Sunday, December 29, 2013

What killed Linux desktop?


Recently there was an article titled ‘What killed the Linux desktop?’ by Miguel de lcaza. Miguel is one of the popular free software programmers, played key role in creating popular desktop environments like GNOME. In his article Miguel clearly states some of the key reasons why Linux has not become a successful desktop operating system.

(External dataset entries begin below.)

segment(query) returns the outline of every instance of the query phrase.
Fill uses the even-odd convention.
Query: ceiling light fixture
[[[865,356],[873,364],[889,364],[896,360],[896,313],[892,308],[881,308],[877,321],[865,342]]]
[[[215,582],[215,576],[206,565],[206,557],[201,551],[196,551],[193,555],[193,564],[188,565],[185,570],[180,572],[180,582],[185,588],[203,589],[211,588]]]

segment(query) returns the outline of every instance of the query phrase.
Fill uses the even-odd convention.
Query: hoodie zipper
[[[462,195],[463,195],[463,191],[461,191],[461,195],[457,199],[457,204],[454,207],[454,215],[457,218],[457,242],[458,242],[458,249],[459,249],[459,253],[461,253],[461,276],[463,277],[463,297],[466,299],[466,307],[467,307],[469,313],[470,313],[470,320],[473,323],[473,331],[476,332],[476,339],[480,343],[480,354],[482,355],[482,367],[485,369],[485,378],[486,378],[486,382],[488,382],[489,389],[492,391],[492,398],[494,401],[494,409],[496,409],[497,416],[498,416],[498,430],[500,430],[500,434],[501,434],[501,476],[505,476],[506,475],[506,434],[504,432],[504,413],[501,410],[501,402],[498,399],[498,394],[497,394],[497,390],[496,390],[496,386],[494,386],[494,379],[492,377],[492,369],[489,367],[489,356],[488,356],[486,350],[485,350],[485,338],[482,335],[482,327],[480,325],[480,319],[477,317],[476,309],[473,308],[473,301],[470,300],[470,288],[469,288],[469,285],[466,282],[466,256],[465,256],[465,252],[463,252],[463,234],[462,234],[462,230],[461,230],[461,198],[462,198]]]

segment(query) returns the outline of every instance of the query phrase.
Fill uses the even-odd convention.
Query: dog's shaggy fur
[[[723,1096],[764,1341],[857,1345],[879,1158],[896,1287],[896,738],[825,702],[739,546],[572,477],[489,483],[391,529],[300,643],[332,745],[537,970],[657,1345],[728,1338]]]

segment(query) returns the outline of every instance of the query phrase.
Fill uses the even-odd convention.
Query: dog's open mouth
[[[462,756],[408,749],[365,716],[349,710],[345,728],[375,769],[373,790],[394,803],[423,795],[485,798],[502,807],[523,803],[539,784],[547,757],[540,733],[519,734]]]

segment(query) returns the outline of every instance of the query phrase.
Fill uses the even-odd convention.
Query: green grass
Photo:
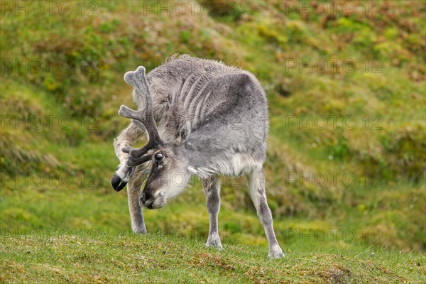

Based on his article, I would like to add some of my viewpoints as follows:

Loose coupling of Kernel and GNU: One of the key contributors for poor user experience with Linux based desktop is loose coupling between Kernel and GNU software. Kernel, which is an engineering marvel by itself (thanks to strict governance model), never had any commercial intent in mind at least when it started. When various GNU software got bundled to create a desktop Linux distribution loose coupling started happening. If a novice user faces any issues, he will not be able to figure it out why and what exactly going wrong. Version incompatibilities, dependent library/binary issues, Unclear/ambiguous documentation, not so strong community support for a normal user has become bottleneck, which hampered faster adaptation. While engineers and technologists enjoy this distributed, democratic model of development and got ‘kick’ out of experimenting anything and everything, it is far away from providing good user experience for a normal user.

Reverse approach by OS-X: The article also talks about a total opposite approach taken by OS-X, which initially focused on user experience by targeting normal users. Today everybody understands how advanced OS-X based products are when it comes to user experience. Even though it was initially perceived as ‘closed’ system by developers and hackers, slowly the move happened when they started providing more programmer centric features as a part of OS-X. Even though I have not experimented any OS-X terminals, I am sure as a programmer I will be able to achieve almost the same thing what I would be able to do with Linux.

Fundamental philosophy: The bottom line of Linux desktop challenge leads to fundamental philosophy on which Linux or open source software is built. Since the major objective was to provide free (freedom) for users, it is still lead by programmer centric thinking than user experience centric. Because when somebody starts thinking about user experience, it invariably leads to commercial intent, which may not go well with free software philosophy.

Unless tightly integrated system is built (ex: Android) around Linux, it is still far from being popular desktop operating system.